If we can't find a way to at least protect humanity from extinction, and preferably also from an alignment dystopia, AI that could become uncontrollable should not be created in the first place. This solution, which postpones human-level AI or super-intelligent AI until we solve the security issues, has the downside that AI's great promises - ranging from curing diseases to creating massive economic growth - will have to wait.

Pausing AI may seem like a radical idea to some, but it will be necessary if AI continues to improve without us arriving at a satisfactory tuning plan. When AI's capabilities reach near-takeover levels, the only realistic option is to urgently require governments to pause development. To do otherwise would be suicide.

And pausing AI may not be as difficult as some say. Currently, only a relatively small number of large companies have the resources to deliver industry-leading training sessions, meaning that enforcing a pause is largely limited by political will, at least in the short term. However, in the longer term, hardware and algorithmic improvements mean that a pause can be considered difficult to enforce. Enforcement between countries would be necessary, for example through a treaty, as well as enforcement within countries, with steps such as strict hardware controls.

In the meantime, scientists need to better understand the risks. Although there is widely shared academic concern, there is no consensus yet. Scientists should formalize their points of agreement, and show where and why their views diverge, in the new International Scientific Report on Advanced AI Safety, which should evolve into an "Intergovernmental Panel on Climate Change for AI Risks." Leading scientific journals should open themselves further to research on existential risks, even if this seems speculative. The future doesn't provide data points, but looking ahead is as important for AI as it is for climate change.

In turn, governments have a huge role to play in how AI unfolds. This starts with officially recognizing the existential risk of AI, as has already been done by the US, Britain and other countries EU., and setting up AI safety institutes. Governments must also draw up plans for what to do in key conceivable scenarios, as well as how to deal with the many non-existential problems of AGI, such as mass unemployment, runaway inequality and energy consumption. Governments should make their AGI strategies public to allow for scientific, industry and public evaluation.

It is a major step forward that major AI countries are constructively discussing common policies at biennial AI security summits, including the one in Seoul from May 21 to 22. However, this process needs to be monitored and expanded.

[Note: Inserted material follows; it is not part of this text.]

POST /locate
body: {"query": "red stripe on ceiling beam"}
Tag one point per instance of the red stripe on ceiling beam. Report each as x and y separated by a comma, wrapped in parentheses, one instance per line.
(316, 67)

Working toward a shared truth about the existential risks of AI and voicing shared concerns with all 28 invited countries would be a major step forward in that direction. In addition, relatively simple measures need to be agreed, such as creating licensing regimes, model evaluations, tracking AI hardware, expanding liability for AI laboratories and excluding copyrighted content from training. An international AI agency should be established to monitor implementation.

It is fundamentally difficult to predict scientific progress. Yet superhuman AI will likely impact our civilization more than anything else this century. Simply waiting for the time bomb to explode is not a viable strategy. Let's use the time we have as wisely as possible.